Pero hace algo menos de 15 años llegó la animación digital con Pixar, los responsables de Toy Story, a la cabeza y entonces se impusieron la potencia del dibujo fotorrealista, el efecto tridimensional y la textura de los personajes vivos animados pelito-por-pelito. Entonces pasó lo que tenía que pasar: los roedores animados se sacaron los pantalones de tiradores y se empezaron a parecer más a eso que en las casas de familia se revienta a escobazos. El protagonista de Ratatouille no es exactamente un ratón, sino una rata. Una rata peluda y desnuda que vive en París y allí descubre que su verdadera vocación es la haute cuisine. En condiciones normales, un caso para bromatología.

El director Brad Bird, responsable de El gigante de hierro y de Los Increíbles, desde el momento en que se hizo cargo de Ratatouille defendió la idea de que las ratas fueran lo más “ratas” –es decir, lo menos Mickey Mouse– posible. Que chillaran un poco y que corrieran en cuatro patas para, en sus palabras, contar una historia acerca de “una rata que está tratando de cruzar al mundo de los humanos”. Y puso a su rata parisina en uno de los últimos lugares en los que uno quiere encontrar a un viejo transmisor de la peste bubónica: en la cocina de un restaurante.

Es cierto que Remy, la rata cocinera, es un roedor de gestos amables, ojos grandes y expresivos y un agradable pelaje gris azulado. Después de todo, Pixar no iba a apostar decenas de millones de dólares en una alimaña que nadie querría ver aplastada en su combo de hamburguesa entre el queso de plástico y las papas fritas.

Esa contradicción está sin embargo en el centro mismo de la película: Pixar engendra otra producción de ésas que venden tantos muñequitos con la caja infantil de fast food, y a la vez carga contra el gusto norteamericano en productos congelados e ingestas veloces. Remy la rata se distingue por su extrema sensibilidad, su gusto y su olfato exquisitamente desarrollados, así como su capacidad para intuir las posibilidades que resultan de combinar dos alimentos distintos en uno nuevo. Por un breve instante, Ratatouille aspira a algo que no muchas películas han intentado: describir para la vista y el oído la experiencia sensorial inigualable de un plato perfecto para el paladar.

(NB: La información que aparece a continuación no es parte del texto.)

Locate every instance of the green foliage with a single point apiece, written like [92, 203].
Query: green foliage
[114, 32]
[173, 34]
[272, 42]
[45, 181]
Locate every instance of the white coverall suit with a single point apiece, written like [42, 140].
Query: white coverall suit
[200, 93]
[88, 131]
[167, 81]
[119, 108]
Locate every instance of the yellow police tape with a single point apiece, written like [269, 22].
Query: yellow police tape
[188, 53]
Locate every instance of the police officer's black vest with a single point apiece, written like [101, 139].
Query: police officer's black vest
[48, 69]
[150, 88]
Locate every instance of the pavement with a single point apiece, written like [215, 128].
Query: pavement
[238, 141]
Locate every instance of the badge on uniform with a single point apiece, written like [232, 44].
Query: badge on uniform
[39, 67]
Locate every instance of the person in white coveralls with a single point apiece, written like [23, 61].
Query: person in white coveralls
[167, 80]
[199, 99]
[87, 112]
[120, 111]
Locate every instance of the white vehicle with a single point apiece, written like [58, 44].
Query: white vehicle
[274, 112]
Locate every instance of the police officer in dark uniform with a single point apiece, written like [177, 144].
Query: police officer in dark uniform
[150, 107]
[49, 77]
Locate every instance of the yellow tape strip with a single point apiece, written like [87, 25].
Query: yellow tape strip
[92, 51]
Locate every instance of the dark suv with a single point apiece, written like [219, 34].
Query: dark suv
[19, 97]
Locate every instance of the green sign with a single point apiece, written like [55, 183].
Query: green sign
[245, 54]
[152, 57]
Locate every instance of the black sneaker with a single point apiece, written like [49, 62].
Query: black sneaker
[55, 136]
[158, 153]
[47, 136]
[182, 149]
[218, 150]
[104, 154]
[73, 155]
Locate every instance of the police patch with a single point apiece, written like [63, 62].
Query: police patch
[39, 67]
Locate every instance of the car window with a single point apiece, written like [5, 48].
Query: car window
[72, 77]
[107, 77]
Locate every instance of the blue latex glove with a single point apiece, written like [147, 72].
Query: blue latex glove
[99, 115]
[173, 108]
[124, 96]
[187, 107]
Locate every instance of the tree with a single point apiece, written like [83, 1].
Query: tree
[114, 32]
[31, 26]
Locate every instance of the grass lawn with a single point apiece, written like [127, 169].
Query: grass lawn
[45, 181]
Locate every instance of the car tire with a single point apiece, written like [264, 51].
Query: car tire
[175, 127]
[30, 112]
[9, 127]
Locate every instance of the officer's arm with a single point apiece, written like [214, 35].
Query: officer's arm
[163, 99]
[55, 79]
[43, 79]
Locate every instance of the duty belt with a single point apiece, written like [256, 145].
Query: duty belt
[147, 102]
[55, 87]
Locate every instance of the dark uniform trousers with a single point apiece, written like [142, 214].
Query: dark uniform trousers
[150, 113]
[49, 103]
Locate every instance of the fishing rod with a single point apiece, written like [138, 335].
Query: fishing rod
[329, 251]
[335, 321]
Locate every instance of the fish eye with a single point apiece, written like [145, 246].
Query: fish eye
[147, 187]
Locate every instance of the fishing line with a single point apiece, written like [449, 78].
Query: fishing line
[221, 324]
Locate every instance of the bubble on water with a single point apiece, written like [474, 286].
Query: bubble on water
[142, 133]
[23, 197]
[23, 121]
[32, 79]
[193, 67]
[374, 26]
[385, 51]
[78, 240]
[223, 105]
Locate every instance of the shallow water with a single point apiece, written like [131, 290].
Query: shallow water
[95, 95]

De pronto, varios de los críticos gastronómicos más remilgados de la capital francesa se encuentran repartiendo halagos a las recetas de una rata. Esto es, sin conocer al petit chef, que hace lo suyo a través de un torpe ser humano al que comanda tirándole de los pelos, desde su cabeza, escondido en su gorro de cocinero. Y es que Ratatouille carga también contra los críticos gastronómicos (y por inevitable extensión contra los de cine), que al principio de la película demuelen a un excelso cocinero parisino, el gran inspirador de Remy, por atreverse a decir algo tan escandaloso como que “cualquiera puede cocinar”. Pero una vez superado ese plato frío y envenenado (y muy divertido), Ratatouille parece proponer una pequeña idea, más cálida y sensible: la de que en una de ésas la inspiración, al menos para el común de los mortales, no se nos presente en la forma de un objeto pulido, con brillo y elegancia, sino que quizá sea algo un poco sucio, medio peludo, y que no puede expresarse con palabras, algo así como tener una rata en la cabeza.